[feature] Multithreaded conan cache save
What is your suggestion?
Hi! Currently conan cache save command can be slow if the cache is somewhat large. tgz archives cannot be parallelized, but I think it would be great to support some other archiving format that has a parallel compression algorithm.
Have you read the CONTRIBUTING guide?
- [x] I've read the CONTRIBUTING guide
Hi @PodnimatelPingvinov
Thanks for your feedback.
As a quick hint, have you tried changing the core.gzip:compresslevel conf? It can have an important effect on compression speed (it is a tradeoff between speed and final size).
At this moment, this kind of performance optimization is not planned. There are many other functional features and non-functional like optimizations in other areas of the codebase with more priority, as they are more common or in a more critical path (the conan cache save use cases should be mostly individual packages or defined set of packages in the cache for more frequent operations, and packing the whole cache should be a very extraordinary and unusual operation).

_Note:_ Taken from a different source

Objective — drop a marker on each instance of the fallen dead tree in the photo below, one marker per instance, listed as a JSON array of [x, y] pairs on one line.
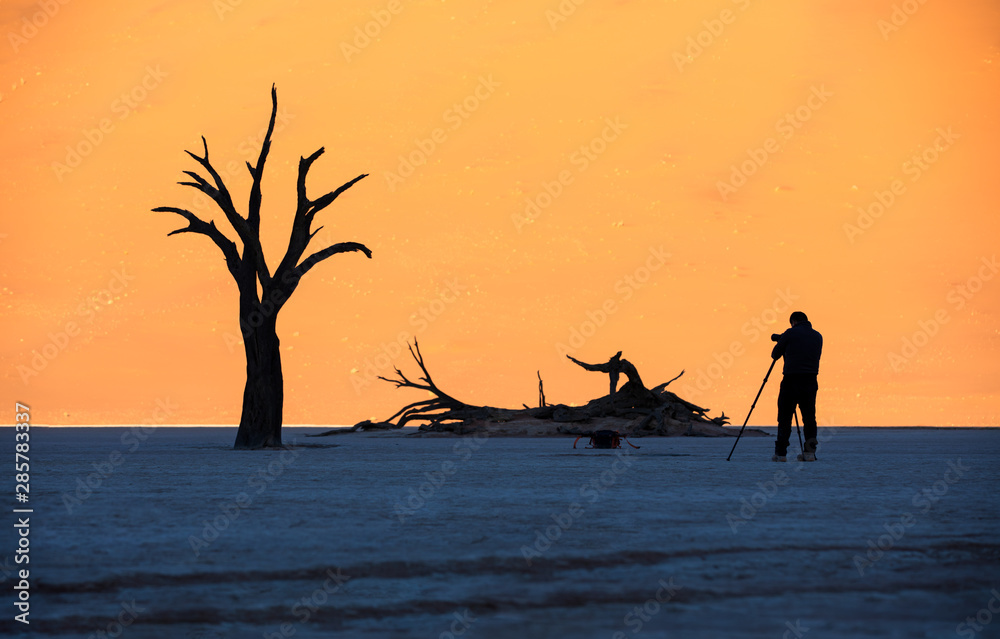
[[633, 410]]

If you or someone else would like to explore this, the implementation of the zipping should be relatively easy to locate:
def save(self, package_list, tgz_path):
global_conf = self.conan_api.config.global_conf
cache = PkgCache(self.conan_api.cache_folder, global_conf)
cache_folder = cache.store # Note, this is not the home, but the actual package cache
out = ConanOutput()
mkdir(os.path.dirname(tgz_path))
name = os.path.basename(tgz_path)
compresslevel = global_conf.get("core.gzip:compresslevel", check_type=int)
with open(tgz_path, "wb") as tgz_handle:
tgz = gzopen_without_timestamps(name, mode="w", fileobj=tgz_handle,
compresslevel=compresslevel)
for ref, ref_bundle in package_list.refs().items():
ref_layout = cache.recipe_layout(ref)
...
Not that for something like this to be considered, it should provide some compelling evidence of time savings. Also, and very important, it shouldn't use any other external Python library, and it should be completely cross-platform, many libraries out there for parallel compressing use system bindings which are a no-go in terms of distributing the Conan application in a portable and robust way.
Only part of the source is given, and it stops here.